Семью Маняши выгнали из дома в хлев: в доме поселились немцы. Дом был хороший, кирпичный, с двумя печками – самый большой в округе. На тот дом и его хозяев давно соседи зуб точили; на него ночью, как немцы пришли обживаться, и указали сразу, и за забором потом стояли, ждали, может, позовут да поделятся. Но немцы просто выгнали прикладами всех, кто был в том доме, и продержали зачем-то во дворе до утра. Ночь была холодная, а не разрешали даже зайти обувь забрать – так и просидели в прошлогодней соломе за кроличьими клетками, облитые ужасом, как вязкими помоями. Пока самый главный немец пил и ел, усердно хлопали двери и новоиспеченный староста, недорастрелянный Омелько-кучер, чуть запрокинув голову, бегал туда-сюда, стараясь предугадать пожелания нового хозяина. Другие двигали мебель и выбрасывали через окна то, что им было не нужно: дедовы венчальные рушники и иконы; написанный маслом портрет Маняшиной мамы, молодой, в венке, под калиной у пруда, в нем рыбы, а по сторонам два кота сидят; сундук с бабушкиными вышитыми сорочками и кусками полотна. Потом это все погрузили на подводу и отвезли в центр, к школе и заросшему травой фундаменту взорванной десять лет назад церкви. Самые усердные уже бросали в огромный костер красные знамена и транспаранты с профилем вождя, в том числе и тот, из панского красного шелка. Летели, неуклюже растопырясь, книги. Все подряд, от дореволюционного учебника по биологии из того же панского дома до томика речей Ленина. А рядом, нарядно белея свежей древесиной с капельками выступившей смолы, уже стояла виселица на восемь голов. Немцы ходили спокойные, в начищенных до смоляного блеска сапогах, с ровными спинами, гладко выбритые. Жмурились от солнца, отгоняя с лица и шеи неторопливых жирных мух, косились на девок за хлипким заборчиком, в тени старых груш. Девки, нервно переступая босыми ногами, теребили платки и фартуки, блестели глазами, улыбались и краснели. Где-то неподалеку сонно мычала корова, подзывая теленка.

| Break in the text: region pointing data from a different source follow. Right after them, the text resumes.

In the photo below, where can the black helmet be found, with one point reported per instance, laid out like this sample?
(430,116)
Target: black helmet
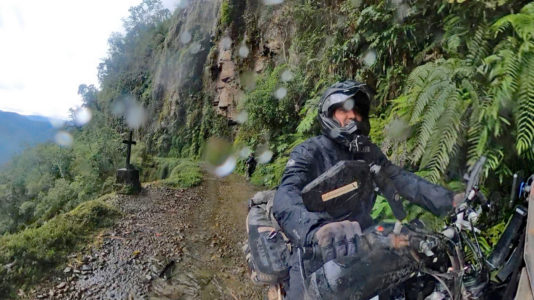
(350,95)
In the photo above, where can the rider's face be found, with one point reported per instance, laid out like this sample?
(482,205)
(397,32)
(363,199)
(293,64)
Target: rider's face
(344,116)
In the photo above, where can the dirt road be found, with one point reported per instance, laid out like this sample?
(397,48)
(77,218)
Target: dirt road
(169,244)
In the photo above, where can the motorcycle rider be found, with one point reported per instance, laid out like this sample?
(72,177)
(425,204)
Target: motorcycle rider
(344,119)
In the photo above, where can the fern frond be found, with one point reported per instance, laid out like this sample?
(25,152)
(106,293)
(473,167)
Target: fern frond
(432,115)
(443,144)
(525,114)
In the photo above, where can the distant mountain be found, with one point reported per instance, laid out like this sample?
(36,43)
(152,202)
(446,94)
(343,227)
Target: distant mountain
(18,132)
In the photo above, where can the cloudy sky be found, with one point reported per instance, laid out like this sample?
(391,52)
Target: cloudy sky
(48,48)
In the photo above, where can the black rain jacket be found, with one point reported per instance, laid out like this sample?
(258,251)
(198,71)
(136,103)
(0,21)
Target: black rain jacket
(315,156)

Штандартенфюрер Вольф выучил русский язык еще в Первую мировую. Это был невысокий, но крепко сбитый, на кривых ногах, с кавалерийской выправкой седой мужчина, типичный немец – с тонким крючковатым носом, брезгливо-надменным очерком бровей и тонкими бескровными губами.
Обведя собравшихся селян быстрым брезгливым взглядом, уже собрался говорить, ляпая и чеканя слова, как обычно, когда из-за толпы, обогнув ее по левому флангу, выскочила комсомолка Яна – тоже босая, тоже немного растрепанная, но в выражении ее лица не читалось ничего заискивающе-смущенного. Смуглая, с легким пушком над пухлым мягким ртом, с широкими татарскими бровями в два пальца, теперь нахмуренными в одну непрерывную линию, напоминающую очертания летящей черной птицы, она выскочила на площадь перед немцами, и, пока те немного растерянно, с каким-то западным фуршетным лоском, с благородной неотесанной беспечностью, с какой принято встречать гостей, пытались догадаться, что сейчас произойдет, Яна выхватила из-за пазухи наган и выстрелила. Глупо, по-женски истерично, не целясь, – пуля лишь поцарапала кору на дубе далеко, метрах в трех от Вольфа.
Ее молодое статное тело, созданное, чтобы рожать детей, запрокидывать сено в скирды, носить коромысло с ведрами, первое повисло на новой виселице. Мелкие ромашки с еще невысохшей росой облепили босые ноги, а сельская ребятня, относящаяся к смерти с хладнокровным детским любопытством, после пересказывала ночами, что «язык аж до подбородка вывалился».